Schönes Scheitern demonstrierte der Theatermacher Boris Nikitin auf der Grazer Probebühne mit "Sei nicht du selbst!" Schauspieler erzählen abwechselnd in schönem Rhythmus, welche Einflüsse sie zu dem gemacht haben, was sie sind. Dann beim Kochen und Essen auf der Bühne sind sie "wirklich so". Und im letzten Teil tauschen sie ihre Identitäten – ein, wie schon die extremen Gendertheoretiker feststellen mussten, aussichtsloses Unterfangen. Trotzdem klug, gut gespielt, bedenkenswert.

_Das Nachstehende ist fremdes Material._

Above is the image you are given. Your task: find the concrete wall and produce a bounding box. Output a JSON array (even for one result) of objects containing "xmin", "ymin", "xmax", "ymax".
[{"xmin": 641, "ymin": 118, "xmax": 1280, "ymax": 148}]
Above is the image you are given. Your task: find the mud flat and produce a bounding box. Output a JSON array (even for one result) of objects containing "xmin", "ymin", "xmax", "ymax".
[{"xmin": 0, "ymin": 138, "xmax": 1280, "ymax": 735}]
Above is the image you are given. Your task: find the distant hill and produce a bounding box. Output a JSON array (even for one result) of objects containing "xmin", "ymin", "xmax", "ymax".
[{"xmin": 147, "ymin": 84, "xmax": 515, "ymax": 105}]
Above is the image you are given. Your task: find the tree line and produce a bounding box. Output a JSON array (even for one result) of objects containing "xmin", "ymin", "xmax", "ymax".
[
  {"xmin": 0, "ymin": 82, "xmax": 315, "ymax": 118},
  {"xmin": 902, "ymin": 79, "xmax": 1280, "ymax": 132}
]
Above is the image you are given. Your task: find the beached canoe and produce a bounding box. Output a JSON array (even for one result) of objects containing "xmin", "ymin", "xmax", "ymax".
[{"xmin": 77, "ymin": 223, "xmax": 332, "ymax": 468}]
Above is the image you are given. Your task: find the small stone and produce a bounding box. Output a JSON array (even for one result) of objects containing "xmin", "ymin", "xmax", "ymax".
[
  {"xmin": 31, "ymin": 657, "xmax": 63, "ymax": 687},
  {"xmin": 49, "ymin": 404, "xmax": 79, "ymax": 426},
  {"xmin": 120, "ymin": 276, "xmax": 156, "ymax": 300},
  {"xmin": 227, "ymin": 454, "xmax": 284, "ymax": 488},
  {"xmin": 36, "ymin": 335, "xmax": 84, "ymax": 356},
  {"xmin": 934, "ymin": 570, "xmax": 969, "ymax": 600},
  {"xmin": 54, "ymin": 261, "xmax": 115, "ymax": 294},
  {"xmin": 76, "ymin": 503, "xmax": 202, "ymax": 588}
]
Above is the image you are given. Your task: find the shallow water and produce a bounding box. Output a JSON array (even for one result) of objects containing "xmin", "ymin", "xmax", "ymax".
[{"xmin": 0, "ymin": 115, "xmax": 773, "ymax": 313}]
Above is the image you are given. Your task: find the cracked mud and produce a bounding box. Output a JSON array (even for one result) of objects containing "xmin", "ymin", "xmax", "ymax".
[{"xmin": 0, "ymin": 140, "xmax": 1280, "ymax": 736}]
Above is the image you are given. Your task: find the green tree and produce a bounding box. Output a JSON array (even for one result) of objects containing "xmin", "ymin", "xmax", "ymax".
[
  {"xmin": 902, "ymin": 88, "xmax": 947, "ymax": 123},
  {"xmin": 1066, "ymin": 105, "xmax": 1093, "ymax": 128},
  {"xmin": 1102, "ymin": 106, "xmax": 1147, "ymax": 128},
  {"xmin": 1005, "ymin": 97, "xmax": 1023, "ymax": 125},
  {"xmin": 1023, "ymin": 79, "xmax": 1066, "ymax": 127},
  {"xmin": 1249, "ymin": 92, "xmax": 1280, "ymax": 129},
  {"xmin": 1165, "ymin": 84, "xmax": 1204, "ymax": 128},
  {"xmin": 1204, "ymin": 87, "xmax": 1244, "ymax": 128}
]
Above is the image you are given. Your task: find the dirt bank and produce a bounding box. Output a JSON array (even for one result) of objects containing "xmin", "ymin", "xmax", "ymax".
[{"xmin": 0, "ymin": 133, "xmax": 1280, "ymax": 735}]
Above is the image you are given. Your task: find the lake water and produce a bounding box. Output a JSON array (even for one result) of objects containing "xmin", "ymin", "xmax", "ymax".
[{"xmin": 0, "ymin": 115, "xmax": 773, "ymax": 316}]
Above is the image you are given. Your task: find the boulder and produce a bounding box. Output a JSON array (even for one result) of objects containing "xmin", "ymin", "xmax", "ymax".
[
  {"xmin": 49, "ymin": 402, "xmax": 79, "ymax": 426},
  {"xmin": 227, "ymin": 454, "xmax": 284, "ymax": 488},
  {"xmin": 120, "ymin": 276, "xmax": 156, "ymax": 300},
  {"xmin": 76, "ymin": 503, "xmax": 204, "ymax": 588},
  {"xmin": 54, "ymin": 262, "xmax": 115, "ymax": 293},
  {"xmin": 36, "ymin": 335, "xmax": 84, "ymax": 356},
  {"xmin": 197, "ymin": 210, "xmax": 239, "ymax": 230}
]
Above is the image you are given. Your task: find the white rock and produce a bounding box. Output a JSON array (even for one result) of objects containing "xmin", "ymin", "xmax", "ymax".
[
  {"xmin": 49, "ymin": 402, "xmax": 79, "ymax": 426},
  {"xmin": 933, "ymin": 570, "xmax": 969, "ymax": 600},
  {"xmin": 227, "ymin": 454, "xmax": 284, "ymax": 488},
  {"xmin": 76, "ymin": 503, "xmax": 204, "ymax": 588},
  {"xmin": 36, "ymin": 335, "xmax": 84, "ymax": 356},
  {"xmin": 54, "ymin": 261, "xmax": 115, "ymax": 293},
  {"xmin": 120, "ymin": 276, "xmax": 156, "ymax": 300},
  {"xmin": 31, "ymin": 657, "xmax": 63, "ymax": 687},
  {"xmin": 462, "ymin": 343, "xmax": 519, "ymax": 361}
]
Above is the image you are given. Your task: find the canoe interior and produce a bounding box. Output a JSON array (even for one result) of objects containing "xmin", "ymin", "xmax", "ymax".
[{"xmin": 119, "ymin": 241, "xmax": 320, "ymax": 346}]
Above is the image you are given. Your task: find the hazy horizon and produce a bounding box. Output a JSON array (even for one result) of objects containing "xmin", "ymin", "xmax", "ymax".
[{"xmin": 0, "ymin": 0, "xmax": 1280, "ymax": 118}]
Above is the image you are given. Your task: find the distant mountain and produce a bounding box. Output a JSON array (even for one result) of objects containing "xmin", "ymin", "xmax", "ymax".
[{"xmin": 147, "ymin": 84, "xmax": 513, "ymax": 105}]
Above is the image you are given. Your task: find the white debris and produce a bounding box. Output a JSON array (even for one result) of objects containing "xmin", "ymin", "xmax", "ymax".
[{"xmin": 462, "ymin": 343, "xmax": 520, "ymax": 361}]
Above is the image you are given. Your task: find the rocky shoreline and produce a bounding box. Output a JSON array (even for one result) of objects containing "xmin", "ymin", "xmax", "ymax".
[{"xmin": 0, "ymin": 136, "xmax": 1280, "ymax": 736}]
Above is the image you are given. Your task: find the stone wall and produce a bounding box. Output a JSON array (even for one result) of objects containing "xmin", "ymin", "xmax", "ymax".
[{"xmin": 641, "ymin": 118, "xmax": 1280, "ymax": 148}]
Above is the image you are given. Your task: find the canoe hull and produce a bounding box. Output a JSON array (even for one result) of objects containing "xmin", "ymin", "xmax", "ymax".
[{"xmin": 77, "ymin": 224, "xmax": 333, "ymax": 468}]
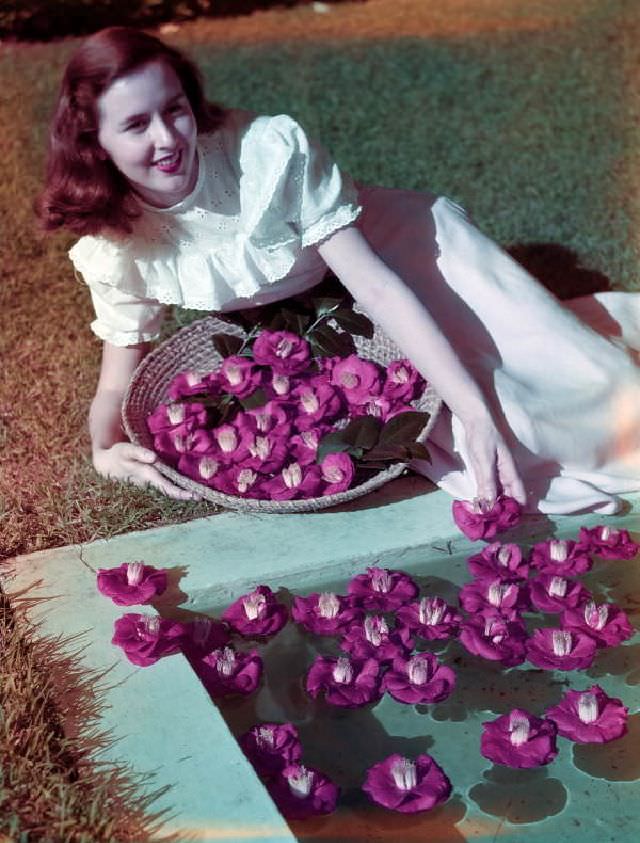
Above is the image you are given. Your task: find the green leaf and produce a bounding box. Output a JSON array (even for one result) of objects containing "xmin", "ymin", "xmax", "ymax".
[
  {"xmin": 331, "ymin": 307, "xmax": 374, "ymax": 339},
  {"xmin": 211, "ymin": 334, "xmax": 244, "ymax": 357}
]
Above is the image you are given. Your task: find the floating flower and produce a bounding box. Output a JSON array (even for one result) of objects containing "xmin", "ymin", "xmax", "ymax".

Nicht ganz so überzeugend war Massimo Furlans „Gym Club“, eine ebenfalls kleine Produktion im Heimatsaal. Anknüpfend an den hiesigen Heros Schwarzenegger, wurde erst tüchtig Circletrainig betrieben, danach gab eine durchaus heitere Demonstration, wie einem der eigene Körper gerade durch seine radikale Formbarkeit abhandenkommt.  Schwarzenegger hat damals übrigens nicht im Liebenauer Stadion trainiert, sondern bescheidener in der Kastellfeldgasse.

Interessantes Finish
Schriller, gelegentlich schwer erträglich, war "Sleeping Beauty" von der hauptsächlich in New York agierenden Südstaatlerin Ann Liv Young. In den Teilen eins und zwei, durchgehend in schwerem Rosa gehalten, mischt sie das Dornröschenmärchen à la Disney auf. Die Teile drei und vier in düsterem Schwarz sind dem Reich des Horrors und dem Bösen gewidmet. John Waters und Divine lassen grüßen bei diesem Versuch, durch die Oberfläche der US-Massenkultur in die Tiefe des amerikanischen Traumes zu tauchen. Die "Sleeping Beautys & Sherry Truck", in der auch die kleine Tochter der Regisseurin mitspielt, beschwören (immer so grell wie nur möglich) Hippiementalität und Selbsterfahrung. Selbst die in der Dunkelheit knurrenden und heulenden Ungeheuer der Finsternis sehnen sich noch nach Heim und Familie, folgerichtig landen sie in einer Hupfburg. Das an sich "Falsche", sentimentale Songs für das Karaoke oder mangelnde Perfektion etwa  bei "Balance" oder "Aplomb" von Ann Liv Young als Balleteuse, werden so zu Elementen der Authentizität. Ann Liv Youngs Trash erinnert an die Filme des verstorbenen Syberberg, aber während die Arbeiten des Deutschen von der Geschichte ausgehen, wurzeln die "Sleeping Beauties" in der Massenkultur – politisch sind beide.

Literaturdefizit
Anleihen bei Charms, Kafka und Lebert und die alljährlichen "Randnotizen" – eine Art Blog. Das war´s dann, was die Literatur betrifft. Selbst beim Generalthema "Liaisons dangereuses"  wurde auf jede Erwähnung des titelgebenden Romanes von de Laclos verzichtet.  Liegt die Logik dieser Abstinenz darin, dass Geschriebenes ohnehin bei den vorherrschenden, spartenübergreifenden Projekten auftaucht? Der steirische herbst setzt sich, ähnlich wie ein Studiofilm, aus den unsichtbaren (aber spürbaren) Modulen der Filmhallen, aus seinen Strukturen zusammen. Dazu zählen: die finanzielle Ausstattung, die verfügbaren Spielstätten, die hiesigen Veranstalter, vor allem im Bereich der Bildenden Kunst, und natürlich das Interesse der jeweiligen Leitung. Liebhaber der Neuen Musik spielten moderne Opern, ein theoretisch orientierter Intendant publiziert dicke Kataloge, Intendantin Veronica Kaup-Hasler hat ihr Schwergewicht im Experimentellen und im Tanztheater. Da an den anderen Strukturen nicht viel zu ändern ist, steht eigentlich nur die Leitung des Festivals als "Stellschraube" für allfällige Veränderungen zu Verfügung.